Ahmed Burkan, 13 ans, n’a été relâché
que le soir. Malik Srahana, 13 ans
aussi, a été détenu en garde à vue
pendant trois jours à la prison d’Ofer
avant d’être relâché moyennant une
caution de 2.000 NIS. Le travailleur de
terrain de B’Tselem, Musa Abu Hashhash,
qui l’a rencontré immédiatement après sa
libération, affirme que l’adolescent
présentait des signes de traumatisme.
Selon un rapport transmis par la
Croix-Rouge internationale à B’Tselem,
18 des enfants arrêtés avaient moins de
12 ans. Ils ont été gardés dans la cour
intérieure, sous la garde d’un policier,
pendant près de deux heures. Personne ne
leur a proposé de la nourriture ou de
l’eau.
Des enfants ont demandé d’aller aux
toilettes, mais on le leur a refusé,
rappelle Ahmed. Le policier leur a
demandé qui parmi eux avait jeté des
pierres, mais personne n’a répondu. Il
leur a ensuite demandé s’ils savaient
quels enfants avaient jeté les pierres
et ils ont cité deux des enfants plus
âgés, qui avaient été arrêtés, puis
séparés d’eux.
Au bout d’un certain temps, trois jeeps
sont arrivées et ont emmené le groupe
des plus jeunes au check-point 56, près
du quartier de colons de Tel Rumeida.
Là, les enfants ont été pris en charge
par trois jeeps de la « coordination
sécuritaire de la police palestinienne",
qui les ont emmenés à leur propre bureau
de police. La police palestinienne leur
a donné à manger et a demandé à tous
ceux qui avaient jeté des pierres de
lever la main.
Les parents ont été appelés au bureau
de police afin de reprendre leurs
enfants. Les parents d’Ahmed et ceux de
quatre autres enfants ne se sont pas
présentés. Ces cinq enfants ont été
reconduits chez eux dans une voiture du
ministère palestinien de l’Éducation.
Leurs parents inquiets les attendaient.
Hala déclare qu’elle n’est pas fâchée
contre son fils. Elle lui a simplement
demandé de ne pas pleurer la prochaine
fois qu’il serait arrêté par des
soldats. « Nous sommes habitués
», dit-elle, ajoutant que son fils a
rêvé de son arrestation, la nuit
dernière.
Le bureau du porte-parole des FDI a
livré la déclaration que voici en
réponse à une demande émanant de Haaretz
: « Mercredi dernier, 20 mars 2013,
des mineurs d’âge palestiniens ont jeté
des pierres contre une unité gardant le
check-point de Hébron.
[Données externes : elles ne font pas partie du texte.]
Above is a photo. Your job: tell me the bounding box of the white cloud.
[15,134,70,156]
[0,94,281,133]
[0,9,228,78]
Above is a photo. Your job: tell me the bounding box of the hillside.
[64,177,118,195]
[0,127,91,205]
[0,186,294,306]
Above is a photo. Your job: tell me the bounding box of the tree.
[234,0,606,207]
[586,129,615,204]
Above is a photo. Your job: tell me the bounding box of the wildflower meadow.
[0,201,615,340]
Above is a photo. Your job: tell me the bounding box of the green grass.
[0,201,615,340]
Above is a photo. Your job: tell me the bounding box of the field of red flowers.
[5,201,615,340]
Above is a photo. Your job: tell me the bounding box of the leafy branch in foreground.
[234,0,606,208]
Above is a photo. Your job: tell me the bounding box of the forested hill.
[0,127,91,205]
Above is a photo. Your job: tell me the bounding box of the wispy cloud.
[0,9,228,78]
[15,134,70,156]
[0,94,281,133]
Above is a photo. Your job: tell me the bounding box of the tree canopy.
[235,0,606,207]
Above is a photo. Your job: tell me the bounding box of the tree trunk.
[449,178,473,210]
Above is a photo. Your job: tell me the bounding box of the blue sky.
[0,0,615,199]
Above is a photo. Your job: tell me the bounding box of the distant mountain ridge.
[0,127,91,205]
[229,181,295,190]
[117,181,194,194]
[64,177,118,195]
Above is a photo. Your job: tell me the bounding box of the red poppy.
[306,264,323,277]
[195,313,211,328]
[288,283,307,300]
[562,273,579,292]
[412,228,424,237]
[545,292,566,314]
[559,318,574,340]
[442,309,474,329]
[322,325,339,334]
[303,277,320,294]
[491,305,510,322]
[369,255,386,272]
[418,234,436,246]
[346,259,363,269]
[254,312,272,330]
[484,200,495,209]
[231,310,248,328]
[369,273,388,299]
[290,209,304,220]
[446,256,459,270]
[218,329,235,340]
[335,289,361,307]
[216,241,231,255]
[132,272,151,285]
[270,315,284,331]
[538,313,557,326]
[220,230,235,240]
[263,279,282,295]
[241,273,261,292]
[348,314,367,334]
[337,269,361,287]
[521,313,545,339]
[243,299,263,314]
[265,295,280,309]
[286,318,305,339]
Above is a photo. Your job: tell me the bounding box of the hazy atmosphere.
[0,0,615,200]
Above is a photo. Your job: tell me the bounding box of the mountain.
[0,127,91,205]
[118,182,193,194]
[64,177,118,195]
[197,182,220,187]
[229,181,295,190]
Des effectifs des
FDI placés en embuscade ont attrapé les
jeteurs de pierres en pleine action. Les
mineurs palestiniens ont été arrêtés sur
les lieux mêmes et sept d’entre eux,
âgés de plus de 12 ans, ont été emmenés
pour être interrogés par la police
israélienne. Comme c’est la police
israélienne qui a interrogé les mineurs
d’âge, c’est à elle qu’il convient
d’adresser la question concernant la
non-présence d’un parent ou d’un avocat
au cours des interrogatoires. »
Le lendemain de l’incident, Ahmed a
refusé de se rendre à l’école, mais ses
parents l’ont persuadé d’y aller. Toute
la journée, il a été un héros pour ses
condisciples : Ahmed, le prisonnier
libéré. Il n’est pas entré dans le local
de classe ce jour-là, mais a passé la
journée au bureau du principal. Il
voudrait être docteur, quand il sera
grand, comme quelques autres dans sa
famille élargie, nous dit-il. Sa mère
dit qu’il est bon élève et que c’est un
brave petit.
Ahmed a sept frères et sœurs. Les cinq
garçons dorment dans une chambre, dans
deux lits et sur des matelas posés à
même le sol. Il y a un vieil ordinateur
dans la chambre, il est éteint. Ils
n’ont pas de connexion Internet. Dehors,
dans la rue, on entend un jeune
revendeur, du même âge qu’Ahmed, vanter
sa marchandise. Après l’école, le garçon
vend des halabi, des pâtisseries sucrées
et regorgeant d’huile, faites maison,
pour un demi-shekel.
Publié le 29 mars sur
Haaretz.
Traduction pour la Plateforme Charleroi
Palestine : JM Flémal.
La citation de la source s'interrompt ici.